When Dale Giampapa first visited Costa Rica on vacation 29 years ago, it was a very fateful trip.
“I knew the first day that someday I would live here,” recalls Dale, who’s now in her 50s. “It was the way I felt. It was beautiful. And I felt like I was more connected to nature and the people I met. I was more connected to the things that are important in life.”
And 12 years ago, she made her dream a reality and moved from her home in Sarasota, Florida to the Costa Ballena—a stretch of southern Pacific coast known for its dramatic coastline of green, tree-covered mountains; wild, blue Pacific waters; and palm tree-lined beaches with nobody around.
The region, also known as the Southern Zone, has drawn increasing numbers of expats in recent years. The completion of the coastal highway a few years ago made access from the rest of the country a lot easier and that has brought development. But it remains a very quiet and peaceful area.
Large-scale development is non-existent, which was a major factor that drew Dale. No tall buildings, no high-rise condos, no large resorts or hotels.
“I liked that it was undeveloped. And there is an emphasis on natural beauty,” says Dale, who prefers this region to the Central and Northern Pacific beach towns frequented by tourists.
Visitors here are more of the eco-tourist variety. And as far as long-term residents, homes are in the jungle, hidden from view. Or they dot the hillsides, offering expansive views of the ocean. Access is by four-wheel drive only in many cases.
You have verdant rain forest full of wildlife like howler monkeys, sloths, toucans, and more. It’s one of the most biodiverse areas of an already extremely biodiverse country.
Dale lives in classic Costa Ballena style, in an open air Bali-style house up a hill in the jungle. “Casa Tranquila” (listed on AirBnB.com) offers views of the Pacific and close contact with the natural world that surrounds it. It’s outside of Ojochal, a small village set in the jungle, just east of the coastal highway that runs all the way down to Panama.
“I designed my house with the knowledge I would have to support myself,” says Dale.
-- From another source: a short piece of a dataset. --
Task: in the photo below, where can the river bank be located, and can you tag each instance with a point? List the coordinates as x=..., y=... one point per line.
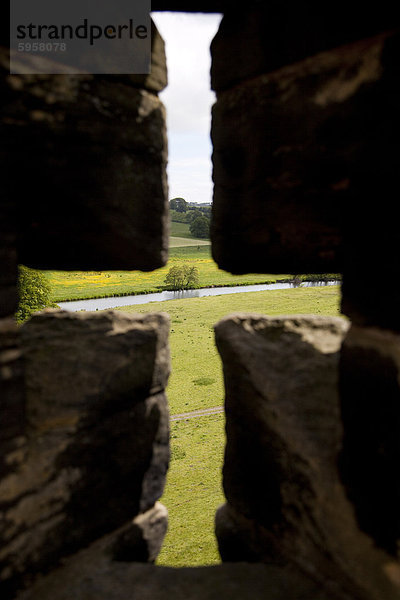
x=93, y=304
She also works as an independent hair stylist at a nearby hotel. She had worked as a stylist for many years back home, as well as in interior design and real estate.
She’s busy—but doing things she likes.
“I live. I enjoy working in my garden, cooking, sewing, swimming, walking on the beach, getting together with friends,” says Dale. “And I spend an hour every morning watching the animals; monkeys come by my house almost every day.”
“Back in the States everybody is so busy working to make enough money to survive that your relationships are based on what you do, not who you are. Here my life is calmer. There’s plenty of stuff to do, but it’s nice to just sit and enjoy nature.”